Leucostethus alacris
- Conservation status: Data Deficient (IUCN 3.1)

Scientific classification
- Kingdom: Animalia
- Phylum: Chordata
- Class: Amphibia
- Order: Anura
- Family: Dendrobatidae
- Genus: Leucostethus
- Species: L. alacris
- Binomial name: Leucostethus alacris (Rivero & Granados-Diaz, 1990)
- Synonyms: Colostethus alacris Rivero and Granados-Díaz, 1990;

= Leucostethus alacris =

- Authority: (Rivero & Granados-Diaz, 1990)
- Conservation status: DD
- Synonyms: Colostethus alacris Rivero and Granados-Díaz, 1990

Species of frog

Leucostethus alacris or the Finca Primavera rocket frog is a species of frog in the family Dendrobatidae. It is endemic to Colombia.

==Home==
This frog has been observed in the Cordillera Occidental portion of the Andes Mountains, about 1400 meters above sea level. They were found on the ground near streams in forests. None were observed outside forest habitats.

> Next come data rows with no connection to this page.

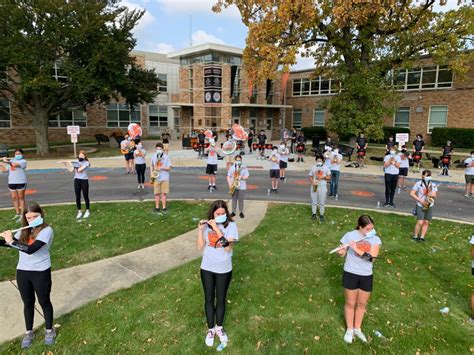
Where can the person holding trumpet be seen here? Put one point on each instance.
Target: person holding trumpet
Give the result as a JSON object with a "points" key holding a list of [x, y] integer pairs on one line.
{"points": [[423, 192], [16, 181], [359, 247], [216, 237], [237, 179], [318, 177], [33, 274]]}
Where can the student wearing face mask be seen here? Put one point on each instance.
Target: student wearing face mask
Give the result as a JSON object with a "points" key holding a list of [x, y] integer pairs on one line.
{"points": [[215, 238], [469, 175], [238, 172], [335, 168], [140, 164], [33, 273], [423, 192], [318, 177], [16, 181], [81, 184], [359, 247], [160, 162], [391, 168]]}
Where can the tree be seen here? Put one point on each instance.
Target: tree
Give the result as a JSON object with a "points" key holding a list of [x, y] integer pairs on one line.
{"points": [[85, 44], [357, 41]]}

This frog's range includes the protected area Parque Nacional Natural Munchique.

==Reproduction==
Scientists did not directly observe any female frogs laying eggs or any tadpoles, but they infer that this frog reproduces in the same manner as other rocket frogs: the female lays eggs on the ground, and, after the eggs hatch, the adults carry the tadpoles to water.

==Threats==
The IUCN classifies this frog as data deficient. It's precise threats are not known. However, scientists note ongoing habitat loss associated with logging, livestock cultivation, and illegal agriculture.